Answer: In Herbert’s poem, The Collar ‘board’ implies the ‘order of divine life’, while ‘abroad’ hints at a direction away from the order of the board, to a life-pattern that involves a total and deliberate nullification of that order.

So, in the other sense of being outside of an implied place, ‘abroad’ indicates the desire for freedom; nevertheless, ‘abroad’ involves a clear lack of definiteness because the speaker does not know where to go and what to seek for. ‘Abroad’ in the scenes of beyond the boundaries of a country also shows the priests’ bashful admission, that of his own will, he has desired to go beyond God’s Kingdom, which is paradoxical and unreal, since God’s Kingdom is everywhere and one cannot really go abroad from God.

So, the desire amounts to be the whimsical wilfulness of an ill-tempered child who nags for the impossible. ‘Abroad’, also brings the idea of evolution of going astray; this suggests that the speaker is willfully choosing the path of deviation.

👉 “Have I no harvest, but a thorn?”

What does the poet mean by the phrase, ‘but a thorn’?

Answer: The phrase ‘but a thorn’ is richly ambiguous. Apparently it is expressing the poet’s sense of frustration and the consequent anger that as result of all his sacrifices, he reaps no corn, no fruit, but only a thorn. Thorn also suggests a desert plant. In the aridity of desert nothing grows but a corn. Therefor ‘thorn’ suggests the speaker’s spiritual aridity.

Again, Christ sacrificed himself for the whole mankind and as a reward. He was awarded with only a crown of thorn. If one considers this association of ‘thorn’, it becomes clear how the speaker criticises himself his own grievances by reminding himself of Christ’s great sacrifice.

👉 What does the phrase, ‘death’s head’ refer to in Herbert's poem, “The Collar"?

Answer: ‘Death’s head’ in the poem, The Collar refers to the picture of human skull, which serves as the ‘memento mori’ meaning, "remember that you must die”, better to say a reminder of death. These are used in churches to remind mankind that they must die and that they should therefore religiously prepare for the life after death. In the poem, the speaker asks the skull to be taken away because he is afraid of death.

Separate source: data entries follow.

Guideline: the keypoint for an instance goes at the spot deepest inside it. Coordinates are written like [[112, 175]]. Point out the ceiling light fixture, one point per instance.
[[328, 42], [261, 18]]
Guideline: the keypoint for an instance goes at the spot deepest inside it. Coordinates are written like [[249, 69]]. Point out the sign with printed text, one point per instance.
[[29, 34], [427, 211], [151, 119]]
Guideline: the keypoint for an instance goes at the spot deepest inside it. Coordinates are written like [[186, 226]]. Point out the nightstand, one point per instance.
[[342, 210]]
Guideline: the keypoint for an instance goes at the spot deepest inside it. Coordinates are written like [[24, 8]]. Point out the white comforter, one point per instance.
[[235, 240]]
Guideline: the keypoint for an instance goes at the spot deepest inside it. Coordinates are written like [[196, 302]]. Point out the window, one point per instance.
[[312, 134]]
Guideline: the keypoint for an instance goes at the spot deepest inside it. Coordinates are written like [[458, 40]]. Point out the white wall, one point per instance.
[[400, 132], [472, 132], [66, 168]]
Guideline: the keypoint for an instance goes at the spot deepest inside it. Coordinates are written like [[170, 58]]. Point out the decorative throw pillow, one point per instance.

“Death's head”, the skull of a dead man is also imagining the vision of Golgotha, the place of a skull where Christ enters bearing the heavy cross. The allusion unmistakably recalls Christ’s superb courage in restraining himself from pleading for himself and serving his own need, and serves as an ironic pointer to the inadequacy of the speaker.

👉 “Me thought I heard one calling, child!” – What does the poet suggest by the world ‘child’?

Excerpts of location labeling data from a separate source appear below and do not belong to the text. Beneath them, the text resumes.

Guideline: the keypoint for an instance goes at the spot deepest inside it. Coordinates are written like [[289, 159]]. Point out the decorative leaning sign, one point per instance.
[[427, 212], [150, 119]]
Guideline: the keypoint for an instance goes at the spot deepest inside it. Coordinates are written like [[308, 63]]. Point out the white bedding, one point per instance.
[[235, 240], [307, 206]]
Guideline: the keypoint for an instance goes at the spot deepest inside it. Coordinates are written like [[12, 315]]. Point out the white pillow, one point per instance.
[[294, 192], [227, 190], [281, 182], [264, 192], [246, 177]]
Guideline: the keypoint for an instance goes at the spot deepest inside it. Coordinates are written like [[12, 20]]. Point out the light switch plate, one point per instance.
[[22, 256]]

Answer: In the poem, The Collar, the word ‘child’ a mere address, suggest manifold meanings: one, the speaker’s ultimate recognition of his innate childlike dependence upon God; two, his own wonder and self-rebuke at his revolt against God, which seems to him now to be an act of infantile immaturity; three, the idea of forgiveness; Just as the prodigal child in spite of all its waywardness is forgiven by the loving parents so he is pardoned by God. ‘Child’ is also a symbol of the resurgent spirit; with the resurgence of love, the speaker is spiritually reborn, and this rebirth is recognized in the address ‘child’.

👉 And I reply’d, My Lord.” - What is suggested by the italicized phrase?

Answer: Towards the end of the poem, God calls out to the speaker of the poem and the speaker-poet responds to that ‘call’ with all the humility of the servant of God. ‘My Lord’ denotes this innate humbleness of a suppliant.

It also expresses a childish pride of the dedicated soul, that the Lord is also ‘my Lord’. Thirdly, the address exhibits a degree of ecstasy at the startling discovery that, after all, he is claimed by his Lord as child, and therefore may reclaim God as his own, ‘My Lord’.